The body balance is disrupted after oxidative stress, and this causes many diseases. Under the stimulation by external adverse factors, the level of skin internal oxidation rises, resulting in the metabolic imbalance of the oxidation system, which directly or indirectly leads to the occurrence of some skin diseases, such as skin photoaging, skin tumors, pigmented diseases, and wound healing and repair [6]. Studies have shown that the involvement of oxidative stress in the pathogenesis of hypertension is mainly due to vascular damage. ROS accumulation caused by oxidative stress can lead to dysfunction of the vascular endothelium, dysfunction of vasoconstriction and relaxation, failure to regulate blood circulation, and increase in blood pressure [7]. Clinical studies have found that the more serious the incidence of type 2 diabetes, the lower the expression of glyoxal reductase 1 gene and blocked metabolism of fatty acids in patients, resulting in excessive ROS to promote the body’s oxidative stress response. Oxidative stress can disrupt the function of islet β cells and promote insulin resistance, which eventually leads to the occurrence of type 2 diabetes [8]. The accumulation of a large number of ROS caused by oxidative stress can affect the central nervous system.
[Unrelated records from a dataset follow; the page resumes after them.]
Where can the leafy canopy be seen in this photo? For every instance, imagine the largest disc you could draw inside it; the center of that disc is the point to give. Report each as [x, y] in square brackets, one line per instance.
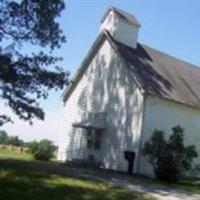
[26, 76]
[169, 158]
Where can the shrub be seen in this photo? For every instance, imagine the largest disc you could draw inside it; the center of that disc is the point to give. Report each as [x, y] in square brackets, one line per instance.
[169, 158]
[43, 150]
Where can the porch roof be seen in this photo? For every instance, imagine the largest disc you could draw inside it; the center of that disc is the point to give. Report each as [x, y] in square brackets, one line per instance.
[91, 124]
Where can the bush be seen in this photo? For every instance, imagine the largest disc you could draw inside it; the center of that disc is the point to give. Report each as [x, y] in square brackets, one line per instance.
[169, 158]
[43, 150]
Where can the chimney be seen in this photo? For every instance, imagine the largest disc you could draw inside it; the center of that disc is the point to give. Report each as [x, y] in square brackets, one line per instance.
[122, 26]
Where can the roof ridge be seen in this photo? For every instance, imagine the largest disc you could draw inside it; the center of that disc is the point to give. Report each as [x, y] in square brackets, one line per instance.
[169, 55]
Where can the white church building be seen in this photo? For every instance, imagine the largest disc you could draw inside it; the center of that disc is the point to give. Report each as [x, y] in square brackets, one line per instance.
[121, 93]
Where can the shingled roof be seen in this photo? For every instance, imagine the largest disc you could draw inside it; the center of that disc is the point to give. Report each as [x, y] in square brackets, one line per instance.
[163, 75]
[127, 16]
[156, 72]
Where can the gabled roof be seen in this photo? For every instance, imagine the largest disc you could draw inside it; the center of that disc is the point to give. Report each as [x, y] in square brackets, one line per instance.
[127, 16]
[163, 75]
[156, 73]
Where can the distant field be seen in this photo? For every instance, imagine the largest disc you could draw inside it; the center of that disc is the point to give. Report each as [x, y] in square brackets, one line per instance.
[11, 154]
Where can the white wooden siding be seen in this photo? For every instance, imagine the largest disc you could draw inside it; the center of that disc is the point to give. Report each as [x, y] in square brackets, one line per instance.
[106, 86]
[163, 115]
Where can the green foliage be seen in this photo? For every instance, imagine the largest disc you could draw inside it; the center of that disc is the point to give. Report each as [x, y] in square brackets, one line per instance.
[10, 140]
[43, 150]
[3, 137]
[25, 75]
[169, 158]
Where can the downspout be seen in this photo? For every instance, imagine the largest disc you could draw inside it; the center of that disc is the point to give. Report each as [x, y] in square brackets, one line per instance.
[139, 153]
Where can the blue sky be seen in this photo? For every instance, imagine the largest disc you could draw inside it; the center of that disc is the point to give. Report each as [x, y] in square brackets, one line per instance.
[172, 26]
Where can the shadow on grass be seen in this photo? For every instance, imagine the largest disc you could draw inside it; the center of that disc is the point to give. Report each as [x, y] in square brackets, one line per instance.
[28, 180]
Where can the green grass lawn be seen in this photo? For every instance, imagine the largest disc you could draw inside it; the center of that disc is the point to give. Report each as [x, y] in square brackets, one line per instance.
[21, 177]
[30, 185]
[24, 179]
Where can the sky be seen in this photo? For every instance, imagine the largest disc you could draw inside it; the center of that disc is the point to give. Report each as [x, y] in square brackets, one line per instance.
[172, 26]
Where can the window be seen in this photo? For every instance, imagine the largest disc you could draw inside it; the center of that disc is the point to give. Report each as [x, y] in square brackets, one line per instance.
[94, 139]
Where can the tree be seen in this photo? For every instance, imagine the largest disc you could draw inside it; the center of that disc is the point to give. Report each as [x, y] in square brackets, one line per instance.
[43, 150]
[27, 76]
[169, 158]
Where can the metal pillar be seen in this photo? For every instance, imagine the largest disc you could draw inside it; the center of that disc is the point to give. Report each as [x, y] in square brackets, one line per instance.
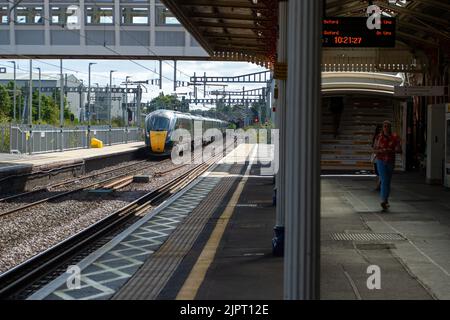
[302, 177]
[61, 105]
[204, 86]
[138, 106]
[110, 97]
[278, 241]
[14, 92]
[61, 95]
[160, 74]
[39, 96]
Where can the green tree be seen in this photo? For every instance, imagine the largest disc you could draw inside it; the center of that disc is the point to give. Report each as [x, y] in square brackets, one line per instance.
[5, 102]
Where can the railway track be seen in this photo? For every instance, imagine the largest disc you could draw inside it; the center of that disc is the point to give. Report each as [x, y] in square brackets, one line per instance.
[67, 182]
[107, 183]
[24, 274]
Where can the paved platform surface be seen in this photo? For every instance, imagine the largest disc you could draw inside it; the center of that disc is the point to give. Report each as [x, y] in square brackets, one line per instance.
[13, 162]
[219, 244]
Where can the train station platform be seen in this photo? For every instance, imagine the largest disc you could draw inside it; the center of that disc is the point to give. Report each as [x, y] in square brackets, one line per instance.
[22, 166]
[213, 241]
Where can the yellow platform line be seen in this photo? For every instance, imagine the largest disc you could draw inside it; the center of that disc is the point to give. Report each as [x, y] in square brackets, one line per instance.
[198, 272]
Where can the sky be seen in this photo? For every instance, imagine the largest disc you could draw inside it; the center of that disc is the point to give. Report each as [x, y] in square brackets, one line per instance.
[142, 70]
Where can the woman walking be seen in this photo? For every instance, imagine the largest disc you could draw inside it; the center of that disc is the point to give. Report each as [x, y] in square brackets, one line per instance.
[374, 156]
[386, 146]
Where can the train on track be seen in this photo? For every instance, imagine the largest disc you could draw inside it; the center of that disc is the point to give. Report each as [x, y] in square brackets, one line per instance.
[161, 124]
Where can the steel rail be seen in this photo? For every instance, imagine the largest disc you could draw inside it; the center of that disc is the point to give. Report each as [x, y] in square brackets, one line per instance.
[24, 274]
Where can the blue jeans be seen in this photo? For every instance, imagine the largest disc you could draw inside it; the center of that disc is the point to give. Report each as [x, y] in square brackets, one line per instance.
[385, 170]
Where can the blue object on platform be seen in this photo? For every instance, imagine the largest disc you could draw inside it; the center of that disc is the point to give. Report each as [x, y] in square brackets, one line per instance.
[278, 241]
[274, 197]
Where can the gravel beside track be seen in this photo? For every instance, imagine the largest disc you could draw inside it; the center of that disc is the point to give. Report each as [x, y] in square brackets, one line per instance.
[33, 230]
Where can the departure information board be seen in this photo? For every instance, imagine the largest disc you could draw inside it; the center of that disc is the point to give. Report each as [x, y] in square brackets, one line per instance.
[353, 32]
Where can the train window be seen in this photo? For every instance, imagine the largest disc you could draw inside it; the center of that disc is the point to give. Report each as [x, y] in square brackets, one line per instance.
[159, 123]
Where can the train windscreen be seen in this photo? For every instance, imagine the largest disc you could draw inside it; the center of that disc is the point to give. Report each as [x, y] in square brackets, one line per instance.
[159, 124]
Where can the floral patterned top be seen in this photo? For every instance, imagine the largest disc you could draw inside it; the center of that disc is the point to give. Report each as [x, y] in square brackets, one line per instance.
[386, 147]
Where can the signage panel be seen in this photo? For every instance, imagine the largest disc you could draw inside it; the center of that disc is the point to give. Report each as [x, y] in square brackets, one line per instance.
[353, 32]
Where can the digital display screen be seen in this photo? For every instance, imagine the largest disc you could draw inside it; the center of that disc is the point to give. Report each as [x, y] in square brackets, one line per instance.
[353, 32]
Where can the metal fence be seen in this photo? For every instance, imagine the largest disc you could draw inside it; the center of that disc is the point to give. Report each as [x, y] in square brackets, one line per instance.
[44, 139]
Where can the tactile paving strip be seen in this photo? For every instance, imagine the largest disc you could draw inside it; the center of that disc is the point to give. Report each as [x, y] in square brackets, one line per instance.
[151, 278]
[111, 270]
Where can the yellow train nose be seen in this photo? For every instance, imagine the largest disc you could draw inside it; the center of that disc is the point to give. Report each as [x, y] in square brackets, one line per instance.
[158, 140]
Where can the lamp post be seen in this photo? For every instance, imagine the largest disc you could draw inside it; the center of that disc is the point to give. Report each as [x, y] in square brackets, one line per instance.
[39, 95]
[124, 111]
[14, 92]
[110, 95]
[89, 93]
[30, 96]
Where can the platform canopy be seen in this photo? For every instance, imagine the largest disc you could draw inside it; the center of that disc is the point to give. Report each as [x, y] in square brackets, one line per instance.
[244, 30]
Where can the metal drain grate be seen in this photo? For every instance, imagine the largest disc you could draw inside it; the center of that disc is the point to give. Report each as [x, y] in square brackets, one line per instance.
[366, 237]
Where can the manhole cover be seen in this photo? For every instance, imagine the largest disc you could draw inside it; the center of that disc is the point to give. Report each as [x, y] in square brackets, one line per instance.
[366, 237]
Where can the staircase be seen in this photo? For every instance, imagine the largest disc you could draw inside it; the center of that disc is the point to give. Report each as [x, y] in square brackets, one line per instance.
[352, 148]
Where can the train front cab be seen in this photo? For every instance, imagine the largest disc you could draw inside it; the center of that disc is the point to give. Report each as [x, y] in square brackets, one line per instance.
[157, 138]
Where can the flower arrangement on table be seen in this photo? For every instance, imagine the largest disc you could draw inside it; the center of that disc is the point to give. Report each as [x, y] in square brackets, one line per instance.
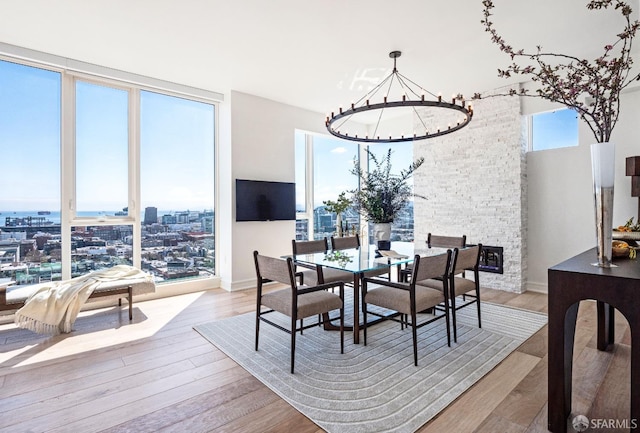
[338, 207]
[382, 194]
[591, 88]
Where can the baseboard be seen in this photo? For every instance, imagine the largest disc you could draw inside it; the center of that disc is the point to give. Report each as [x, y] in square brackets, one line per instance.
[537, 287]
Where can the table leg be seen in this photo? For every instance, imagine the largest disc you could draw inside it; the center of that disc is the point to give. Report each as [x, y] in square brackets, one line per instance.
[356, 308]
[635, 384]
[606, 325]
[562, 329]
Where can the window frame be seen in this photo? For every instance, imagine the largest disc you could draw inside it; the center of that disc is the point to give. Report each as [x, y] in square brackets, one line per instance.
[530, 133]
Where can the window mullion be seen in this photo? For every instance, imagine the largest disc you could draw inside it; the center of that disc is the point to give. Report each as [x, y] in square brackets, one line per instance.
[68, 171]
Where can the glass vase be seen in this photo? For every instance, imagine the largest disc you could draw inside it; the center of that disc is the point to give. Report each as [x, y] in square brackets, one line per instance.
[603, 170]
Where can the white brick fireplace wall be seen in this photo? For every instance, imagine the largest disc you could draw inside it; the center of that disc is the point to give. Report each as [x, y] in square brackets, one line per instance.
[475, 184]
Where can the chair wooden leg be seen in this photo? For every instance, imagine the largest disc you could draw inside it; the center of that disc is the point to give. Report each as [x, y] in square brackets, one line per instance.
[257, 326]
[414, 334]
[453, 319]
[364, 318]
[130, 303]
[478, 303]
[342, 329]
[446, 319]
[293, 342]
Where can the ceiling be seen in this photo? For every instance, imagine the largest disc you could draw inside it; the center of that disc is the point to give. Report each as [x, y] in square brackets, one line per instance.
[308, 53]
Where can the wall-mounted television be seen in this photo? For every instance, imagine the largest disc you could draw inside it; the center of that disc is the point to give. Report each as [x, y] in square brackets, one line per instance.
[258, 200]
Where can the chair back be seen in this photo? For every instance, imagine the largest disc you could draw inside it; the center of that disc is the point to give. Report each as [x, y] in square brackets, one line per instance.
[310, 247]
[446, 241]
[428, 267]
[467, 259]
[345, 243]
[273, 269]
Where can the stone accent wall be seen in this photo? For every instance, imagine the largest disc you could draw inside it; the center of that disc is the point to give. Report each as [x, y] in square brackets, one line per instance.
[475, 184]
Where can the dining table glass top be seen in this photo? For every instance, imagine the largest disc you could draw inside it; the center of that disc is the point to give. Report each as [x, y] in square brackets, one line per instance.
[368, 257]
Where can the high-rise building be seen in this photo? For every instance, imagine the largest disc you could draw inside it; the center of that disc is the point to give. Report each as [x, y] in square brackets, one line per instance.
[150, 215]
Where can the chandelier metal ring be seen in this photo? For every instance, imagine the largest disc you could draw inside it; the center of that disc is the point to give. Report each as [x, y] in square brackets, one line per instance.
[336, 121]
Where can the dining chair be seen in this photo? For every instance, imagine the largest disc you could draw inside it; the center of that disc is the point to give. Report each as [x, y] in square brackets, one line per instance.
[436, 241]
[353, 242]
[409, 298]
[295, 302]
[314, 275]
[458, 284]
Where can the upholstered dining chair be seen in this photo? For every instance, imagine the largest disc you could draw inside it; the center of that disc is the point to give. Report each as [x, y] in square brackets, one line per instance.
[314, 275]
[295, 302]
[436, 241]
[409, 298]
[459, 285]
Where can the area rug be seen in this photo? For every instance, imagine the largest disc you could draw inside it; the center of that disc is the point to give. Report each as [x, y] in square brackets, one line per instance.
[375, 388]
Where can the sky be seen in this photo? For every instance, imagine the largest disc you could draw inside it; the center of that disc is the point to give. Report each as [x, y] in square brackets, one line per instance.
[176, 138]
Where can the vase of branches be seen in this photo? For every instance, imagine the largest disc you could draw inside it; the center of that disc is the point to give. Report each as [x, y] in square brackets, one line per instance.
[590, 87]
[382, 194]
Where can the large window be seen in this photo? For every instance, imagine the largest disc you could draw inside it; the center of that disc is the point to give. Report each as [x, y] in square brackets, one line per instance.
[324, 163]
[323, 171]
[30, 107]
[176, 144]
[554, 129]
[137, 184]
[102, 148]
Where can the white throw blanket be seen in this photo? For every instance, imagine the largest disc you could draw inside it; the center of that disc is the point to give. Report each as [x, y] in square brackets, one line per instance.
[54, 306]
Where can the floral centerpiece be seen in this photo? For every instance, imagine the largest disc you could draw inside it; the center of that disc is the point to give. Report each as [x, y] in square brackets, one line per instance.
[338, 207]
[382, 194]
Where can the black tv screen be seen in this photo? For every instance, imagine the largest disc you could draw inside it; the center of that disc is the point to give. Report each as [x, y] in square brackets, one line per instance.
[265, 201]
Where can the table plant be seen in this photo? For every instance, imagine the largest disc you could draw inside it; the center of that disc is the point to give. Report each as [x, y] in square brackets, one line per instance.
[382, 194]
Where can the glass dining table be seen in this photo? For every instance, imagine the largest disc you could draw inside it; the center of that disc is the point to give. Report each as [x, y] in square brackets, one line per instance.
[366, 260]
Oxidation of the central nervous system can lead to the occurrence of multicentric vascular diseases, such as atherosclerosis and heart failure [9]. Under oxidative stress, excessive ROS can activate hepatic stellate cells, increase the accumulation of extracellular matrix, damage the liver, further produce a large number of ROS, and aggravate liver fibrosis by regulating the signal transduction pathway [10]. Clinical research also noted that the oxidation level in cancer patients was higher than that in normal people [11]. Therefore, it is very important to regulate the level of oxidation and inhibit abnormal oxidative stress.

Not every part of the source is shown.